However; if your search is one of looking for "marginal gains" (as the British Cycling Federation has so famously been quoted lately) I may be of assistance.
I've highlighted some articles here before that speak of new testing facilities that have aimed to put some quantitative and objective data behind some of the qualitative speculation many of us cyclists have followed for decades. Most recently; Friction Facts' founder, Jason Smith in Boulder, Colorado has set about doing just that.
Jason has competed in cycling - most notably as an XTERRA triathlon athlete - and so his interest in marginal gains is a natural one. Once you begin matching yourself against other athletes you observe just how big of a difference a few small percentage points here and there can make over the course of an event. His educational and professional backgrounds in materials engineering and measurement devices respectively also has equipped him with the knowledge to begin to scientifically test and quantify some of the gains that can be had by small changes on your bike.
Here's a few of his findings:
- 3-watt difference between two of the most commonly available new chains
- 1.5w savings by changing pulleys
- 1+w savings by switching to and from certain pedals
- 5 w increase in friction when using a popular chain lubricant compared to the factory treatment
Curious to me is the observation that by some of our hap-hazard choices in equipment and maintenance we can cancel out small gains in one area with a poorly informed choice in another. If we use the above examples as an equation: we could have had a 5.5 watt gain if we'd have only used a different chain lubricant. Instead; we are left with an imperceptible 0.5 watt advantage. Similarly; something as simple as correct derailleur pulley selection can save you up to 6 seconds per hour of racing (at 250 watts average).
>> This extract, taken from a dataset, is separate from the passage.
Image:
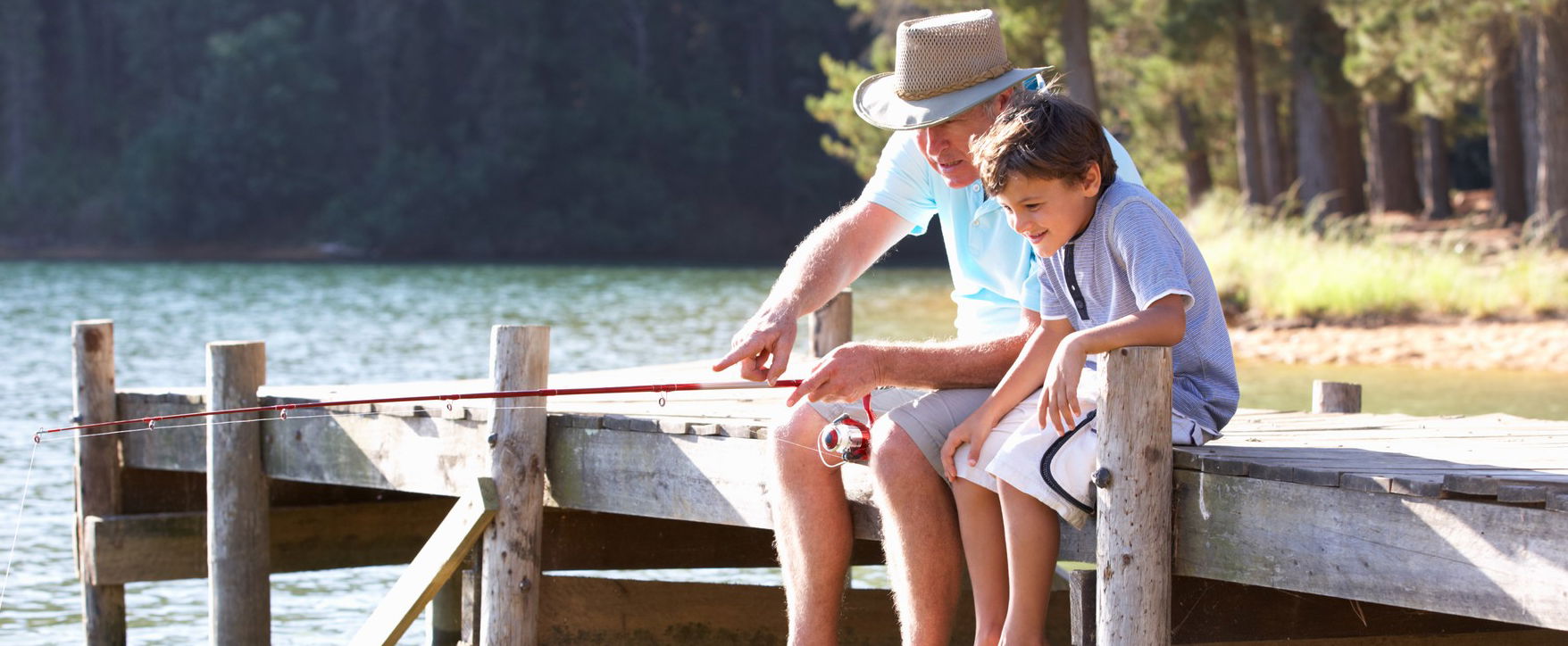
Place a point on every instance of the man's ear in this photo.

Jason, I am intrigued.
Smith is also interested in developing some products - which he appears to be selling at an almost zero profit margin once you factor in labor - to provide his followers with the advantages he has discovered. One example is his "UltraFast" chain. Ingredients: the fastest chain he has tested (Shimano Dura Ace 7901) which is ultrasonically cleaned and then treated with his custom lubricant blend ( Paraffin wax, pure PTFE Teflon, and molybdenum sulfide). He claims this produces the lowest consistently measurable friction loss of everything he has tested. Hard to argue with that!
The UltraFast treatment is also available as an "Optimizing Service" where he will treat your chain with the same process for $39 (convenient if you use Campagnolo components and the 7901 chain is not compatible with your drivetrain).
Smith views himself as the "Consumer Reports for cyclists" saying: "I buy everything myself – there's no advertising on the site and I don't plan on advertising. I hope I can make a little bit of money because I really enjoy doing it."
I know that I'll be anxiously awaiting more data from Jason and I would love to test one of his chains one day. You know that if that happens you'll be sure to read about it here!